U.K. introduces broad new counter terrorism and security bill

The British government introduced a far-ranging bill last week aimed at protecting U.K. citizens from international terrorism. The Counter-Terrorism and Security Bill aims to bolster the U.K.’s ability to disrupt people travelling abroad to fight, reduce the risks they pose on their return, and combat the underlying ideology that feeds, supports, and sanctions terror.

According to Government Security News, the collapse of Syria, the emergence of ISIL and ongoing instability in Iraq present significant dangers not just in the Middle East but in Britain and across the West. Many of the 500 British citizens who have travelled to Syria and Iraq have joined terrorist organizations alongside foreign fighters from Europe and further afield, according to the U.K.’s Home Office.

Goals include disrupting potential terrorists’ travel by providing the police with a temporary power to seize a passport at the border from individuals of concern.

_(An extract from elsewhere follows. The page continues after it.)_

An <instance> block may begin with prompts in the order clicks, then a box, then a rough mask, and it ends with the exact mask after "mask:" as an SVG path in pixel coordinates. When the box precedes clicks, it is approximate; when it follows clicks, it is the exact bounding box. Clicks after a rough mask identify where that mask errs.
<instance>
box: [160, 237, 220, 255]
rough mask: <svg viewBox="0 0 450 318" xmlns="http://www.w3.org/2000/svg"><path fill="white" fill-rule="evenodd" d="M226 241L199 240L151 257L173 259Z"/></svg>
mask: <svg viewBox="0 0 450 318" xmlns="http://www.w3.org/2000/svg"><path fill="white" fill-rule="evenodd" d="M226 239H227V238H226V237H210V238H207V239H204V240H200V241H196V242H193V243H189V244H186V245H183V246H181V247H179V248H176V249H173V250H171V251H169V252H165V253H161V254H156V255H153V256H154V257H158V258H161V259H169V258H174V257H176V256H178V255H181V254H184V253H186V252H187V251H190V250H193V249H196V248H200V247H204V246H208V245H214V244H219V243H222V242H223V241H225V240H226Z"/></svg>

It also creates a Temporary Exclusion Order that will control the return to the U.K. of a British citizen suspected of involvement in terrorist activity abroad. It also enhances border security by toughening transport security arrangements around passenger data, “no fly” lists and screening measures.

To strengthen security relating to those inside the U.K., the bill enhances existing Terrorism Prevention and Investigation Measures, including the introduction of stronger locational constraints and a power requiring individuals to attend meetings with the authorities as part of their ongoing management.

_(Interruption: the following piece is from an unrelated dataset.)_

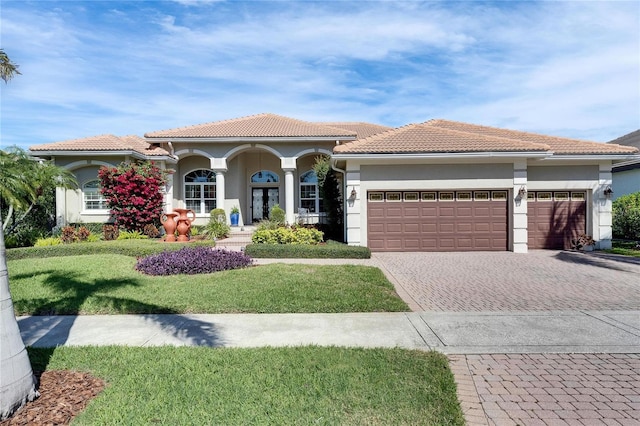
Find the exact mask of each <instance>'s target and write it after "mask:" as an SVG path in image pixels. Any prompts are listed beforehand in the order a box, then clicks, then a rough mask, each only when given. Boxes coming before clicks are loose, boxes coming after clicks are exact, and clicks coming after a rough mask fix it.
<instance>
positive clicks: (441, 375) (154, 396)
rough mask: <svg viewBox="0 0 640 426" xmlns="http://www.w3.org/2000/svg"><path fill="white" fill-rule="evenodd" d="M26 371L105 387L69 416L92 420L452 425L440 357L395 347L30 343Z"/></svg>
mask: <svg viewBox="0 0 640 426" xmlns="http://www.w3.org/2000/svg"><path fill="white" fill-rule="evenodd" d="M29 352H30V357H31V360H32V363H33V365H34V369H35V370H43V369H45V368H46V369H47V370H78V371H86V372H90V373H91V374H92V375H94V376H96V377H100V378H102V379H103V380H105V381H106V384H107V385H106V388H105V389H104V391H103V392H102V393H101V394H99V395H98V397H97V398H95V399H94V400H92V402H91V404H89V406H88V407H87V408H86V410H85V411H84V412H82V413H81V414H80V415H79V416H78V417H77V418H76V419H75V421H74V424H78V425H95V424H104V425H107V424H130V425H143V424H144V425H148V424H166V425H169V424H171V425H190V424H199V425H204V424H220V425H236V424H246V425H250V424H255V425H269V424H273V425H276V424H277V425H294V424H295V425H311V424H314V425H315V424H319V425H335V424H340V425H363V424H369V425H388V424H393V425H416V424H423V425H460V426H462V425H463V424H464V420H463V415H462V411H461V409H460V406H459V404H458V401H457V398H456V387H455V382H454V379H453V376H452V374H451V372H450V370H449V369H448V367H447V359H446V357H445V356H443V355H441V354H438V353H435V352H420V351H409V350H402V349H353V348H352V349H347V348H335V347H333V348H321V347H298V348H261V349H210V348H202V347H199V348H172V347H160V348H131V347H129V348H126V347H75V348H74V347H59V348H56V349H33V348H32V349H30V350H29Z"/></svg>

It also aims to curb radicalization, by, among other measures, creating a general duty on a range of bodies to prevent people being drawn into terrorism. It would also disrupt wider activities of terrorist organizations by requiring communications service providers to retain additional information in order to attribute an Internet Protocol address to a specific individual. In addition, the bill would amend existing law to ensure that U.K.-based insurance firms cannot reimburse the payment of terrorist ransoms.

The legislation also adds new safeguards to protect individual’s rights. These include appropriate legal thresholds, judicial oversight of certain measures, and a power to create a Privacy and Civil Liberties Board to support the work of the country’s Independent Reviewer of Terrorism Legislation, David Anderson QC.